Sono profondamente d’accordo con queste considerazioni e credo che solo lo sviluppo di una prassi medica più motivata e attrezzata, più attenta alle cure palliative e alla necessaria attenzione al rapporto con il paziente, possa aiutare, nei casi reali, sia il malato terminale che i suoi familiari ad affrontare l’ineffabile. Non escludendo l’ultima ratio dell’assecondare la richiesta di eutanasia che il paziente lucidamente determinato desideri.
Le voci di quanti partecipano al dibattito pubblico sono preziosi contributi a riflettere. Mi auguro che non manchino persone informate che vogliano dedicare la fatica di scrivere per Redacon su questo argomento.
(Roberto Carriero)
Se il cerchiobottismo della nostra politica evocato da Roberto Carriero – e che sembrerebbe non essergli granché gradito – significa la ricerca di una soluzione intermedia, che possa comporre o ridurre in qualche modo le distanze tra punti di vista opposti, o quasi, io non lo censurerei e respingerei a priori, anche perché potrebbe evitare quei pericoli o rischi che intravvede lo stesso Carriero.

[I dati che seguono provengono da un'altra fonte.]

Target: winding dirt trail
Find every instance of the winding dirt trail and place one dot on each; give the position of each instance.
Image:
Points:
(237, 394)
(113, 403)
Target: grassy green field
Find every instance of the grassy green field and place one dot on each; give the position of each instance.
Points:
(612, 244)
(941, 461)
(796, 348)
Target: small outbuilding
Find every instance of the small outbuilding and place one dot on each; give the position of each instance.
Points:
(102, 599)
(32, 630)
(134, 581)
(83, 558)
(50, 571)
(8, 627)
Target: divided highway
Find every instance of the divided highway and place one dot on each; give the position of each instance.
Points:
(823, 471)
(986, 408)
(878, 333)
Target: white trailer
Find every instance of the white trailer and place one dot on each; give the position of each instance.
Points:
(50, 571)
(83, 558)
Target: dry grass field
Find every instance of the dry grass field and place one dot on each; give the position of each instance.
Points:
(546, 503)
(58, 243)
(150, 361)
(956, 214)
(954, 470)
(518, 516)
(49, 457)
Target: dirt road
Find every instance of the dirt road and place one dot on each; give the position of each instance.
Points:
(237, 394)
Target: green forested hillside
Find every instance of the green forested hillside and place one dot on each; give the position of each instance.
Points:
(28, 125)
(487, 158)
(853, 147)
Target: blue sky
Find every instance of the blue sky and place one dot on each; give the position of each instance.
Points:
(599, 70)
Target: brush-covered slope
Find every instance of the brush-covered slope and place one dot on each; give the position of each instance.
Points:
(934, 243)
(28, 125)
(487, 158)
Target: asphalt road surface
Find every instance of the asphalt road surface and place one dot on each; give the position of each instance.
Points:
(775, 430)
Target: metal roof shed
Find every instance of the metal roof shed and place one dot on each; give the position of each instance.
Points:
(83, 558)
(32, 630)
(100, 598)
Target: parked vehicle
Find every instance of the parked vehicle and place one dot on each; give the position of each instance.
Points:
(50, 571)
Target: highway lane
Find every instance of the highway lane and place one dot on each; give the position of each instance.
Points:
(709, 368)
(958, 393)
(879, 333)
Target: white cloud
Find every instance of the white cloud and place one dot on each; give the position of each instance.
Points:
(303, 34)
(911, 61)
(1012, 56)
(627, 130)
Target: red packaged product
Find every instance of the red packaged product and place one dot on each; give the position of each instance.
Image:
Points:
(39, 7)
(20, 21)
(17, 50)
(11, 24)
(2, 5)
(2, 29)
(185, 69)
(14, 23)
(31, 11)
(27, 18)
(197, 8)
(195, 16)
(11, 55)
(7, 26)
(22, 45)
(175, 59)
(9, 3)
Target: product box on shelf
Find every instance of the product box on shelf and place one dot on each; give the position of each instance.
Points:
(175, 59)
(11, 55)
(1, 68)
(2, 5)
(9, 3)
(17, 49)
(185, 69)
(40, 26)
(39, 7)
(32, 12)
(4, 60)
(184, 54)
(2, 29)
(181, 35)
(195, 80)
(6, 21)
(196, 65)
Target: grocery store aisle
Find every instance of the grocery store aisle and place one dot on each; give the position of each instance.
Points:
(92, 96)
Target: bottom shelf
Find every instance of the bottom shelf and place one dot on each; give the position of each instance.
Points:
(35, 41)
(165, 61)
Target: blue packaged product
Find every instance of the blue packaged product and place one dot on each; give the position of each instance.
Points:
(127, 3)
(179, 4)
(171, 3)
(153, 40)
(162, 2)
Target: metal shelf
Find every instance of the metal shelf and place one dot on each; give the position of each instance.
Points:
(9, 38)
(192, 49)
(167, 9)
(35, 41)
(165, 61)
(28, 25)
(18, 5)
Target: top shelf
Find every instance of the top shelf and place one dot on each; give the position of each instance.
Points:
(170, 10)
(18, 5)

Chi ora punta sulla “leva referendaria” per far valere il “principio di autodeterminazione di ogni persona”, considerandolo un diritto individuale non più precludibile, vorrebbe di fatto arrivare ad un finale di “vincitori e vinti”, il che non mi pare essere l’ideale in una materia tanto delicata, che richiederebbe invece di poter arrivare idealmente a determinazioni quanto più possibile condivise e “pacificatrici”.
Esito che richiederebbe, a sua volta, qualche “passo indietro” da ogni parte in causa, pur se ciascuna può avere buone ragioni da spendere, e se da un lato è rispettabilissimo il principio dell’autodeterminazione, non lo è sicuramente di meno quello ispirato da fede e religiosità, che da secoli ha dato luogo ad entità, vedi gli Ordini Ospitalieri medioevali, tese ad alleviare le sofferenze dell’uomo.